Nomansland is a small village in Wiltshire, England, close to the county border with Hampshire. It is part of the parish of Landford and lies about  southeast of Redlynch and  southeast of the city of Salisbury. The village is within the boundaries of the New Forest National Park and is close to Pipers Wait, the highest point in the New Forest.

In the early 19th century the settlement was a hamlet, no more than a group of cottages on common land. At first part of Downton parish, by 1841 Nomansland had been excluded from the parish and was deemed an extra-parochial place, then in 1857 became a civil parish which was joined to Redlynch parish in 1934. More houses were built in the later 19th century and the 20th century. A community governance review effective 1 April 2017 transferred the eastern portion of Redlynch parish, including Nomansland, to Landford.

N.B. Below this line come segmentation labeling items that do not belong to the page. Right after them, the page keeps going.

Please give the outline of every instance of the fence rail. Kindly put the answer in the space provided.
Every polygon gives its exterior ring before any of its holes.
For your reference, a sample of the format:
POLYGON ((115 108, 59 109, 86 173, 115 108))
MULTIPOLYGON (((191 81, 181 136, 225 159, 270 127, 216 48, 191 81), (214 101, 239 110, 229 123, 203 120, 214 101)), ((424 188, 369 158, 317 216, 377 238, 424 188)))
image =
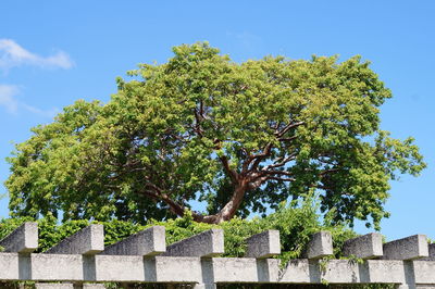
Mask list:
POLYGON ((345 242, 356 259, 323 260, 333 253, 332 236, 312 236, 304 259, 279 260, 279 234, 268 230, 246 240, 246 257, 219 257, 221 229, 211 229, 169 247, 164 227, 156 226, 104 248, 102 225, 90 225, 44 253, 37 249, 36 223, 25 223, 0 241, 0 280, 34 280, 38 288, 103 288, 101 282, 191 284, 395 284, 397 288, 435 288, 435 247, 424 235, 382 243, 380 234, 345 242), (45 284, 64 281, 64 284, 45 284), (66 282, 66 284, 65 284, 66 282), (90 284, 89 284, 90 282, 90 284), (95 284, 92 284, 95 282, 95 284), (100 284, 98 284, 100 282, 100 284))

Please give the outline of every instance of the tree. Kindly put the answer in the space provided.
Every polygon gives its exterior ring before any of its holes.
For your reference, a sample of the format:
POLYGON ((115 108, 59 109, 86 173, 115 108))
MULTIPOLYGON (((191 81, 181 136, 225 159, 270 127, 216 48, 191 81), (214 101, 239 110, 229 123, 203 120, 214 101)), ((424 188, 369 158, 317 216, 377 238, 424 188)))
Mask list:
POLYGON ((391 97, 359 56, 235 63, 207 42, 117 79, 107 104, 77 101, 9 159, 13 215, 197 222, 264 213, 318 191, 336 221, 378 227, 390 179, 425 167, 413 139, 380 129, 391 97))

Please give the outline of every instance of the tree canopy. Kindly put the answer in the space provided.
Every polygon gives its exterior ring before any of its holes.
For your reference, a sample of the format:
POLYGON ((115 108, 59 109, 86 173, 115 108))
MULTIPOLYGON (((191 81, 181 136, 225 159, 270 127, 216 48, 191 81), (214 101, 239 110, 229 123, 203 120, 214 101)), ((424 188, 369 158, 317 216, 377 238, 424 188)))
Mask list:
POLYGON ((389 180, 425 164, 413 139, 380 128, 391 92, 359 56, 233 62, 207 42, 77 101, 16 146, 13 215, 197 222, 264 213, 318 191, 335 221, 388 216, 389 180))

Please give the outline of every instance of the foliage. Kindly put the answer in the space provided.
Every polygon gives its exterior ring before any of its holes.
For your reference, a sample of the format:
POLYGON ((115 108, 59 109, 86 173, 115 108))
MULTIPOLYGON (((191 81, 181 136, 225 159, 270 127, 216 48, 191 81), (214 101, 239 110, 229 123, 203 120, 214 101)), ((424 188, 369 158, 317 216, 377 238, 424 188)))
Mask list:
MULTIPOLYGON (((146 225, 117 219, 94 223, 103 224, 104 243, 107 246, 156 225, 165 227, 167 244, 210 228, 222 228, 225 236, 225 256, 243 256, 245 254, 244 240, 246 238, 266 229, 277 229, 281 234, 283 251, 279 257, 283 261, 299 257, 312 234, 319 230, 330 230, 333 235, 334 248, 337 250, 335 251, 335 255, 339 257, 339 248, 341 248, 343 242, 346 239, 355 237, 356 234, 343 224, 333 226, 330 223, 331 216, 326 216, 321 223, 316 212, 318 209, 319 205, 313 203, 313 198, 310 197, 308 201, 301 205, 297 205, 296 202, 288 205, 283 203, 275 213, 266 217, 253 217, 252 219, 235 217, 219 225, 197 223, 189 213, 185 214, 184 217, 169 219, 166 222, 151 219, 146 225)), ((12 233, 26 221, 32 221, 32 218, 20 217, 1 219, 0 239, 12 233)), ((55 217, 49 215, 45 218, 37 219, 37 223, 39 228, 38 252, 44 252, 67 236, 88 226, 91 222, 69 221, 60 224, 55 217)))
POLYGON ((199 200, 194 219, 221 223, 315 189, 334 222, 378 228, 388 181, 425 167, 412 138, 380 129, 391 93, 359 56, 238 64, 208 43, 173 51, 119 78, 109 103, 77 101, 16 146, 13 216, 146 224, 199 200))

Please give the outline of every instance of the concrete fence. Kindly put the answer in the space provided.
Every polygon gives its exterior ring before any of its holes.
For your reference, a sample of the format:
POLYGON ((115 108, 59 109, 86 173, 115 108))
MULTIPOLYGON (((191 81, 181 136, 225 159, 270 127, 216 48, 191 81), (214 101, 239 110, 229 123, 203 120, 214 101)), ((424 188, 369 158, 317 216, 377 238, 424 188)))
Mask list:
POLYGON ((148 282, 194 288, 219 284, 394 284, 397 288, 435 289, 435 244, 424 235, 383 243, 380 234, 347 240, 345 255, 330 260, 332 236, 312 236, 303 259, 286 267, 279 260, 279 234, 266 230, 246 240, 246 257, 220 257, 224 234, 211 229, 171 246, 164 227, 154 226, 104 248, 102 225, 90 225, 44 253, 38 227, 25 223, 0 241, 0 280, 33 280, 37 288, 104 288, 102 282, 148 282), (50 284, 58 281, 58 284, 50 284))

The local school is the New Forest Primary School which has two sites: for younger children at Landford and older children at Nomansland. The latter began as a National School of 1867 on Hamptworth common, then in the 20th century the village of Nomansland expanded to surround it.

A Primitive Methodist chapel was built in the mid-19th century and replaced by a new building on the green in 1901. This became Nomansland Methodist Chapel and was still in use in 2015.

The village has a pub, the Lamb Inn, and a French restaurant, Les Mirabelles.